LA POSITION DE VOTRE COMMISSION

LA PROPOSITION DE DIRECTIVE : DES OBJECTIFS AMBITIEUX DONT IL CONVIENT DE MIEUX GARANTIR LA FAISABILITÉ

Votre commission se félicite que le projet de directive fixe de nouveaux objectifs ambitieux, à horizon 2030. Ces objectifs sont d'ailleurs globalement en ligne avec ceux envisagés par la France dans le cadre du projet de loi relatif à la transition énergétique pour une croissance verte. Dans un contexte de raréfaction croissante des ressources et au vu de l'enjeu de réduction des gaz à effet de serre, il est important d'afficher une volonté forte d'augmentation de la valorisation des déchets, par une redéfinition ambitieuse des objectifs européens.
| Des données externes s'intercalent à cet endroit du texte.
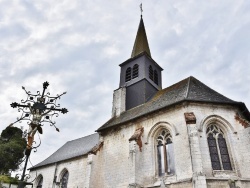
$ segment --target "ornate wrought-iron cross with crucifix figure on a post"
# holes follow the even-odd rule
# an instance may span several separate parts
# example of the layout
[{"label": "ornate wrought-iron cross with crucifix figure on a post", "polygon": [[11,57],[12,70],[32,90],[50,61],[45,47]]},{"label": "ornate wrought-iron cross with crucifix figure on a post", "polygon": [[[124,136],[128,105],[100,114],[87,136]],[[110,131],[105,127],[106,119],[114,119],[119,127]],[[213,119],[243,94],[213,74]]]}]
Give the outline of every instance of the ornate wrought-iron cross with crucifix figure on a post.
[{"label": "ornate wrought-iron cross with crucifix figure on a post", "polygon": [[21,122],[22,120],[27,120],[29,125],[29,130],[27,132],[27,146],[25,150],[26,155],[26,161],[25,166],[23,169],[23,174],[21,177],[21,181],[18,184],[18,188],[23,188],[27,182],[23,182],[25,177],[25,171],[27,167],[28,158],[30,156],[31,150],[33,148],[32,144],[34,142],[34,136],[36,132],[38,131],[40,134],[43,133],[42,130],[42,123],[49,123],[50,126],[54,126],[56,130],[59,132],[59,129],[55,126],[56,122],[53,120],[53,117],[59,116],[58,112],[61,112],[63,114],[66,114],[68,110],[66,108],[60,108],[60,104],[57,103],[57,100],[60,99],[60,97],[66,92],[57,95],[56,97],[51,97],[50,93],[47,92],[45,94],[46,89],[48,88],[49,83],[44,82],[43,83],[43,92],[42,94],[40,91],[37,91],[37,94],[31,94],[30,91],[27,91],[25,87],[22,87],[22,89],[27,94],[26,100],[21,100],[21,104],[17,102],[13,102],[10,104],[13,108],[18,108],[19,112],[22,112],[22,115],[20,118],[17,118],[17,120],[13,123],[11,123],[9,126],[13,126],[13,124],[17,122]]}]

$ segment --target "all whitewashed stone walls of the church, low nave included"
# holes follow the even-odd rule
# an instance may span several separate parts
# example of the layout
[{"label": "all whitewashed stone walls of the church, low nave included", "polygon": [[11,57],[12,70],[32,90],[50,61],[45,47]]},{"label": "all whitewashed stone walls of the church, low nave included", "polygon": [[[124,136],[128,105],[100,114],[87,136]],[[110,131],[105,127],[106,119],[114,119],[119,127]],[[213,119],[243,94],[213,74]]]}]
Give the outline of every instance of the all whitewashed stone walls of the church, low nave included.
[{"label": "all whitewashed stone walls of the church, low nave included", "polygon": [[[186,124],[185,112],[195,114],[196,124]],[[110,129],[102,133],[104,145],[96,155],[59,163],[57,181],[66,168],[70,188],[138,188],[163,184],[168,188],[229,188],[229,180],[240,188],[250,187],[250,128],[245,129],[235,120],[236,112],[231,106],[184,103]],[[212,170],[206,137],[209,123],[218,124],[226,135],[232,171]],[[144,127],[141,152],[135,141],[128,141],[139,127]],[[158,177],[155,143],[162,128],[172,134],[176,171],[163,178]],[[52,187],[54,172],[55,165],[37,170],[37,175],[43,175],[44,187]],[[34,173],[31,173],[33,177]]]}]

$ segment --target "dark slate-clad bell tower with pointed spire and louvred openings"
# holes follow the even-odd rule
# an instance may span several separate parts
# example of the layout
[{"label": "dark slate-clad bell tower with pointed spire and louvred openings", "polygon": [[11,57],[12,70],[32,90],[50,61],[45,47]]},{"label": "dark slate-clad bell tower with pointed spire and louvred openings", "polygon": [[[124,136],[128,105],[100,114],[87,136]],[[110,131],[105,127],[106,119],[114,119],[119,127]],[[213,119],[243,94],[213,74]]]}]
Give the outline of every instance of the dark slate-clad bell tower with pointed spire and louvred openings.
[{"label": "dark slate-clad bell tower with pointed spire and louvred openings", "polygon": [[131,57],[120,67],[120,85],[114,91],[112,116],[146,103],[162,88],[163,69],[151,57],[142,16]]}]

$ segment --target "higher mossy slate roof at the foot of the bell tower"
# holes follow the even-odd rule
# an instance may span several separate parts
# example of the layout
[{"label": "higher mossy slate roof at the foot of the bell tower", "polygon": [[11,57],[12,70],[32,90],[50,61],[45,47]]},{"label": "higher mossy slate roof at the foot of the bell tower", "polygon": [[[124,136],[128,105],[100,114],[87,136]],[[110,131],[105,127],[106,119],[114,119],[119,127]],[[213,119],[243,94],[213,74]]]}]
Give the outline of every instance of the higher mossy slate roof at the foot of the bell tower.
[{"label": "higher mossy slate roof at the foot of the bell tower", "polygon": [[244,110],[244,115],[250,119],[249,111],[244,103],[233,101],[221,95],[191,76],[170,87],[158,91],[147,103],[125,111],[121,113],[119,117],[111,118],[103,126],[97,129],[97,132],[129,122],[133,119],[183,101],[238,105],[242,111]]}]

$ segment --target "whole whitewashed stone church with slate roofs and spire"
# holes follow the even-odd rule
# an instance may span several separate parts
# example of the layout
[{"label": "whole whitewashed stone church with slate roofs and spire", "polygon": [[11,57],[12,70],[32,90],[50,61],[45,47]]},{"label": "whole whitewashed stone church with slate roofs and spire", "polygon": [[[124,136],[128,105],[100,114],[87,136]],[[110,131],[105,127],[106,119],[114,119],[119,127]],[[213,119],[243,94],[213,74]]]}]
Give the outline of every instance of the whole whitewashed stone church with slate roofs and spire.
[{"label": "whole whitewashed stone church with slate roofs and spire", "polygon": [[194,77],[162,89],[140,19],[112,117],[30,169],[34,188],[249,188],[250,113]]}]

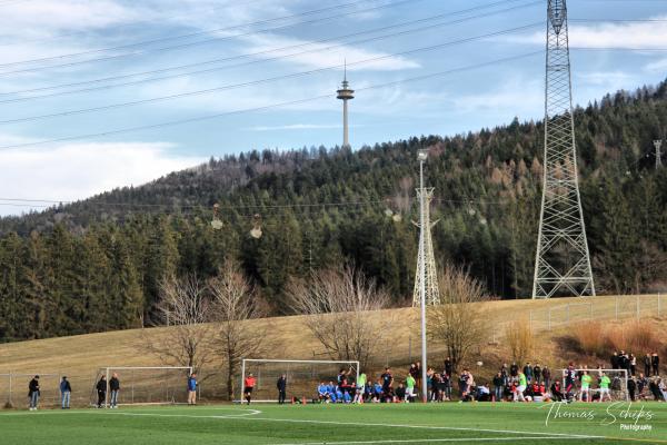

Votre rapporteur souligne toutefois l'enjeu crucial que constitue l'harmonisation, en Europe, des méthodes de calcul des performances de recyclage, et partage en cela la position adoptée par la commission des affaires européennes du Sénat. Ainsi, pour l'objectif actuellement en vigueur de 50 % de valorisation matière d'ici à 2020, il existe douze méthodes de calcul prévues par la directive cadre de 2008. Concrètement, pour la France, cela signifie qu'en fonction de la méthode de calcul retenue, le recyclage atteint entre 35 et 62 %. Le classement des performances européennes est donc aujourd'hui largement faussé.

L'harmonisation des statistiques est essentielle pour accorder les politiques déchets au niveau européen. Votre rapporteur estime, au regard de cet enjeu, que les chiffres actuellement ciblés par la Commission européenne, notamment l'objectif de 70 % de réemploi et de recyclage des déchets municipaux à l'horizon 2030, sont probablement disproportionnés. S'appuyer sur les bonnes performances actuelles de l'Allemagne et de l'Autriche, dont il a été démontré qu'elles étaient obtenues par des ajustements statistiques, rend l'objectif de 70 % un peu trop ambitieux. En outre, cet objectif, qui n'est pas aberrant pour l'Europe à 15, est largement inatteignable pour les pays entrés dans l'Union en 2004 et 2007.

Par conséquent, votre commission souscrit à l'idée de MM. Delebarre et Kern de privilégier une approche différenciée selon les Etats, avec par exemple un objectif chiffré commun mais des échéances ajustées selon les situations initiales.

D'après les évaluations fournies par la Direction générale de la prévention des risques au ministère de l'écologie, du développement durable et de l'énergie, il conviendrait pour la France de privilégier une cible de 60 à 65 % de recyclage d'ici à 2030. Lorsqu'on sait que seulement les deux tiers de la poubelle d'ordures ménagères moyenne sont recyclables aujourd'hui, cela signifie viser une valorisation de presque 100 % du gisement.

Votre commission souscrit par ailleurs pleinement à la proposition de réévaluation des objectifs de la directive, cinq ans après son entrée en vigueur, afin de tirer les enseignements de l'harmonisation des chiffres qui sera engagée.